Citing China's increasing influence over global GDP growth, Citigroup predicted that 30% of global GDP growth will be generated by China next year. (File Photo/CFP)
China's economy has been playing a greater role in global economy as the outlook for the US and European markets continues to deteriorate. Leading international bank Citigroup predicted on Thursday that 30% of global GDP would be generated by China in 2012, despite its prediction that China's GDP growth will slip to 8.7% next year.
In its report on emerging markets released on Thursday, the bank indicated that China has increased reliance on investment spending to drive its economic growth instead of depending entirely on exports.

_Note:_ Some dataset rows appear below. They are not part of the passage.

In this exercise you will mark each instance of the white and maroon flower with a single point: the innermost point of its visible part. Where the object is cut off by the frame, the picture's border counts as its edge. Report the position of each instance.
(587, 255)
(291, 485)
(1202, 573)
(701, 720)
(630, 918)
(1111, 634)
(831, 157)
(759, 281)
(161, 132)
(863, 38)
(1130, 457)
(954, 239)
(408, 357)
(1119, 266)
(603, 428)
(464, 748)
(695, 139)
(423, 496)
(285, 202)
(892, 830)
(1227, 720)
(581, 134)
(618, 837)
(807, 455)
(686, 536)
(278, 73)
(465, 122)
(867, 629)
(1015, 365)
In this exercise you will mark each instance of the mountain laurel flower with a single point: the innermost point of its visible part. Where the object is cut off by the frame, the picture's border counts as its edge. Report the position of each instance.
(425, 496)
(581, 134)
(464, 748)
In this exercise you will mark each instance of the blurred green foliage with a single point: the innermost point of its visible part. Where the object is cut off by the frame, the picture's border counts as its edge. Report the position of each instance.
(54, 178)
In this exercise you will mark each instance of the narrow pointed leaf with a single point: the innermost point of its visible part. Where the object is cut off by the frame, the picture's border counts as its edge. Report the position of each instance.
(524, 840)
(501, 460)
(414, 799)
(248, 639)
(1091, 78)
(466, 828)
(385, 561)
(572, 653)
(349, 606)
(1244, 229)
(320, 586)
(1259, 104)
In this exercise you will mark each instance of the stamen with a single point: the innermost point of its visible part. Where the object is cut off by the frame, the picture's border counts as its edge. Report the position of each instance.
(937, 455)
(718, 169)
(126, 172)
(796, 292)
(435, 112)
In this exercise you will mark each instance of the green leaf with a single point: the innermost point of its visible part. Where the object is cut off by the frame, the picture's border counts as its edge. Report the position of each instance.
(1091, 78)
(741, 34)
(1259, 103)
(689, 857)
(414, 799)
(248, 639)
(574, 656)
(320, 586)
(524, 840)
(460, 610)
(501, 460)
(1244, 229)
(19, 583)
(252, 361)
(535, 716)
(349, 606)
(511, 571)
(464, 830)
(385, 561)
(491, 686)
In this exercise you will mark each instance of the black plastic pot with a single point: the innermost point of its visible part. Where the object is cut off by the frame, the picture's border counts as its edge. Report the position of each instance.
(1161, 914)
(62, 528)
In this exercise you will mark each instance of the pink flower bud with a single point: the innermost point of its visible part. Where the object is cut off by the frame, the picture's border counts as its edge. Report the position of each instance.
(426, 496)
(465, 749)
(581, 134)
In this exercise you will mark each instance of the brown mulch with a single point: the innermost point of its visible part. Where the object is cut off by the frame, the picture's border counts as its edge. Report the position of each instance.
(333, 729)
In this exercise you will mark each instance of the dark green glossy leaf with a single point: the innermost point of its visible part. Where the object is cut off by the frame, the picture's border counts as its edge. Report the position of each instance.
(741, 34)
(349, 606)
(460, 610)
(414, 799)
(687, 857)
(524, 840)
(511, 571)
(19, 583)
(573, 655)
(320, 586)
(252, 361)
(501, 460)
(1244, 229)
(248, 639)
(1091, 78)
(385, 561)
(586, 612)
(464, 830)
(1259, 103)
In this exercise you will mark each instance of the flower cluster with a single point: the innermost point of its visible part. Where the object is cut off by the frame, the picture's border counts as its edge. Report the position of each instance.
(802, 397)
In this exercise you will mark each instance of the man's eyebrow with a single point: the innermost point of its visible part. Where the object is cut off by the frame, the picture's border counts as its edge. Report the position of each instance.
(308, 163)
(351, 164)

It mentioned that after the Lehman Brothers crisis of 2008, Beijing implemented a 4 trillion yuan (US$627 billion) plan to stimulate its economy, causing an upward shift in its share of global consumption. China has enhanced its ability to tackle a global financial crisis, the bank added.
In spite of China's increasing influence over global GDP growth, the bank actually slashed its growth forecast for China from 9% for this year to 8.7% in 2012 in order to reflect the gloomy economic outlook for the US and European countries.
Although the bank expects China's economic growth to cool down in 2012, it emphasized that the chance of a hard landing in China is slim unless advanced economies fall back into recession. It said that back in March it expected China to make a 24% contribution to the global GDP in 2011 and 2012, but its forecasts now showed this contribution rising to 28% this year and 30% next year.
On the other side of the Taiwan Strait, the bank expected Taiwan's economic growth for the third quarter of this year would decline by 0.6% but would still grow next year.